Les chiffres ne sont guère encourageants : près de 900 000 foyers sont inscrits sur des listes d’attente, 3,5 millions de personnes souffrent de mal-logement, 100 000 SDF et 500 000 personnes répondent aux critères de la loi DALO sur le droit au logement opposable, et les récents rapports de l’INSEE et de la Fondation Abbé Pierre nous précisent l’impact du mal logement sur la santé des occupants et la réussite scolaire des enfants.
En dépit de ce triste constat, le logement n’est visiblement pas l’une de vos priorités. On est loin des promesses de 2008, où vous faisiez du logement et de l’hébergement des personnes sans abri un grand chantier national prioritaire.
Face à l’ampleur des besoins, à l’insuffisance de la construction, à l’inadéquation entre le développement de l’accession à la propriété et la réalité, qui est tout autre, et face au manque de logements à loyers abordables, votre seule et unique réponse, c’est que vous avez construit 120 000 logements et qu’il ne manque pas de places d’hébergement cet hiver.
Oui, vous avez construit 120 000 logements, et tant mieux, mais cela ne répond pas au fait qu’il y a 3,5 millions de mal logés, et ce n’est pas avec vos budgets rabotés d’année en année que la situation va s’améliorer. Certaines structures d’hébergement n’ouvriront pas cet hiver faute de crédits.
En pleine crise du logement, vous demandez aux locataires les plus modestes de pallier vos propres insuffisances.
Avec votre politique de désengagement, ce n’est plus la solidarité nationale qui va financer la politique du logement, ce sont les plus modestes qui vont payer pour les plus pauvres.
Ma question est donc simple…
M. le président. La parole est à M. Benoist Apparu, secrétaire d’État chargé du logement.
Réponse : Benoist Apparu, secrétaire d’État chargé du logement.

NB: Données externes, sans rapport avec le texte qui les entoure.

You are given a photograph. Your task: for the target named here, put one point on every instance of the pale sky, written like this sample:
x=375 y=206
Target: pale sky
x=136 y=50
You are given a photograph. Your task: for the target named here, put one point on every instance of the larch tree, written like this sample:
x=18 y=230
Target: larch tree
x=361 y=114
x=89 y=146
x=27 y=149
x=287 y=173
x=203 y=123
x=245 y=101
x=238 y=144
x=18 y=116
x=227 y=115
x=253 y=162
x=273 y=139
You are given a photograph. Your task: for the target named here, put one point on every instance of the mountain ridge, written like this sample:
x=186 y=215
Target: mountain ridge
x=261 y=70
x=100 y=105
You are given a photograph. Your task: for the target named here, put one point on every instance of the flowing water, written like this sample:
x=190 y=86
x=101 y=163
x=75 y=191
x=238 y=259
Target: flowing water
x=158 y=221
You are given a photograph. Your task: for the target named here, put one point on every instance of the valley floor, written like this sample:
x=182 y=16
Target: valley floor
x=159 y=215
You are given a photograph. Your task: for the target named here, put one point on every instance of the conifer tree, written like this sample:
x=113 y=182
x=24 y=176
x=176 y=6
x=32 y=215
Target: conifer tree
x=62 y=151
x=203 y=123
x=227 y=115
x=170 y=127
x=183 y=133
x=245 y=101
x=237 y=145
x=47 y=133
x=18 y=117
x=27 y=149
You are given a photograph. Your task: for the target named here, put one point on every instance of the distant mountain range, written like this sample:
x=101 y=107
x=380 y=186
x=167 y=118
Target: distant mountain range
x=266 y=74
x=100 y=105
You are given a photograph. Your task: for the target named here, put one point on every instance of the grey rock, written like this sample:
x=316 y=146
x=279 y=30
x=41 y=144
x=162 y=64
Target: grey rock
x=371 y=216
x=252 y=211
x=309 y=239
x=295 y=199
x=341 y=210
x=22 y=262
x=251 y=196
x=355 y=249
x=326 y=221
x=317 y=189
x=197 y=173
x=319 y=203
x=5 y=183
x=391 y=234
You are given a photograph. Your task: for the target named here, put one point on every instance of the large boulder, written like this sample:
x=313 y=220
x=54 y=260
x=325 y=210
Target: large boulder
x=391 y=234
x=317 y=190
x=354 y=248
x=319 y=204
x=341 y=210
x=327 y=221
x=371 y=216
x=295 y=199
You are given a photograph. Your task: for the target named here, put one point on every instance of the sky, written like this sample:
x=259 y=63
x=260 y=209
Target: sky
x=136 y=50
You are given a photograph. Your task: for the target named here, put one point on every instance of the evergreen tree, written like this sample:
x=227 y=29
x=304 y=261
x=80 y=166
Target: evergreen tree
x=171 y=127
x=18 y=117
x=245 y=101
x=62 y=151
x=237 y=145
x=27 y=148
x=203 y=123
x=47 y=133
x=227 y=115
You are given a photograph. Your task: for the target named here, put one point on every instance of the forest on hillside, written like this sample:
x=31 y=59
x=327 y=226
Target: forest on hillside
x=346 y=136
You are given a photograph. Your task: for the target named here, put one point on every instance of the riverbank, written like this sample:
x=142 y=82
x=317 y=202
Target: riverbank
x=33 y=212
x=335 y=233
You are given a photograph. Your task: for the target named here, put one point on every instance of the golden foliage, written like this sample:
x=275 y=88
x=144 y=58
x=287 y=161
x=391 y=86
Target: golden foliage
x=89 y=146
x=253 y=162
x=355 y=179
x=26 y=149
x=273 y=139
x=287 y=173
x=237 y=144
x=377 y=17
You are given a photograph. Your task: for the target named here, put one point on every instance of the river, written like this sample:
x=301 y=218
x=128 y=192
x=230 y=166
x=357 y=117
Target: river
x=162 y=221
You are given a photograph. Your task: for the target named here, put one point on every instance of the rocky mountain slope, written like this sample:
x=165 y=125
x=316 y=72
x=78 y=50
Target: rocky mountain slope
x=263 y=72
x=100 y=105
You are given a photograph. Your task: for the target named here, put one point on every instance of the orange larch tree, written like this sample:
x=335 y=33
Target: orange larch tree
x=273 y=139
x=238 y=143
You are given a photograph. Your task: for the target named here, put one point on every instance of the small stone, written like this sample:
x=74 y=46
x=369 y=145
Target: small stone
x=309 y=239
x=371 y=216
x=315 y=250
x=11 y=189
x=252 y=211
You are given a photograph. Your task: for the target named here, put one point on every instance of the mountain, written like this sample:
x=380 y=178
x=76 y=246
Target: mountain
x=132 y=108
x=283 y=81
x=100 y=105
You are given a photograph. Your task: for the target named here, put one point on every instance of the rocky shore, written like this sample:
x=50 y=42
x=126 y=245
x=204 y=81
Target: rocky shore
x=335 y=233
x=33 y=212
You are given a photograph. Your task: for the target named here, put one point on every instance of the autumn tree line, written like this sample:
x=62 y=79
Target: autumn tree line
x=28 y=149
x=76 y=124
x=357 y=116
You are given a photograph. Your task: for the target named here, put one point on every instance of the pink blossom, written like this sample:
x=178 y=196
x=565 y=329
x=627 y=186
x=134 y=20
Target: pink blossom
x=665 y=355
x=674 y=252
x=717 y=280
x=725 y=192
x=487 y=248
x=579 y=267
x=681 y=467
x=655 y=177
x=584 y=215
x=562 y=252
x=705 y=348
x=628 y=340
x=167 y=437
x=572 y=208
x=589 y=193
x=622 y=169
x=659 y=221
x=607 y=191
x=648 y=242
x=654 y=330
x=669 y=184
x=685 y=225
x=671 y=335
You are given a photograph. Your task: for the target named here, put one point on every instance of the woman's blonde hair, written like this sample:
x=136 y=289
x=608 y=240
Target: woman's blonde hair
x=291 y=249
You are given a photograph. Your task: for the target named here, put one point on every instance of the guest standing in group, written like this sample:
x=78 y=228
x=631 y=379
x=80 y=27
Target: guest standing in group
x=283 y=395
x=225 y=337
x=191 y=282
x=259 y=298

Le logement, madame la députée, est une priorité du Gouvernement et la lutte contre le mal-logement est l’une des priorités de cette majorité.
Oui, nous avons financé 120 000 logements sociaux cette année quand vous en faisiez 50 000 par an. Oui, l’hébergement est une priorité de ce gouvernement, nous avons augmenté de 20 % le nombre de places d’hébergement. La politique que nous conduisons vise à amener l’ensemble des sans-abri vers le logement, avec une politique d’hébergement ambitieuse et une politique de production de logements qui touche l’ensemble des secteurs : le logement social, le logement libre et l’accession à la propriété.
Ces engagements ont été répétés par le Président de la République, par le Premier ministre à l’occasion de son discours de politique générale. Oui, on n’a jamais aussi bien fait en matière de logement qu’avec cette majorité. C’est une révolution en la matière.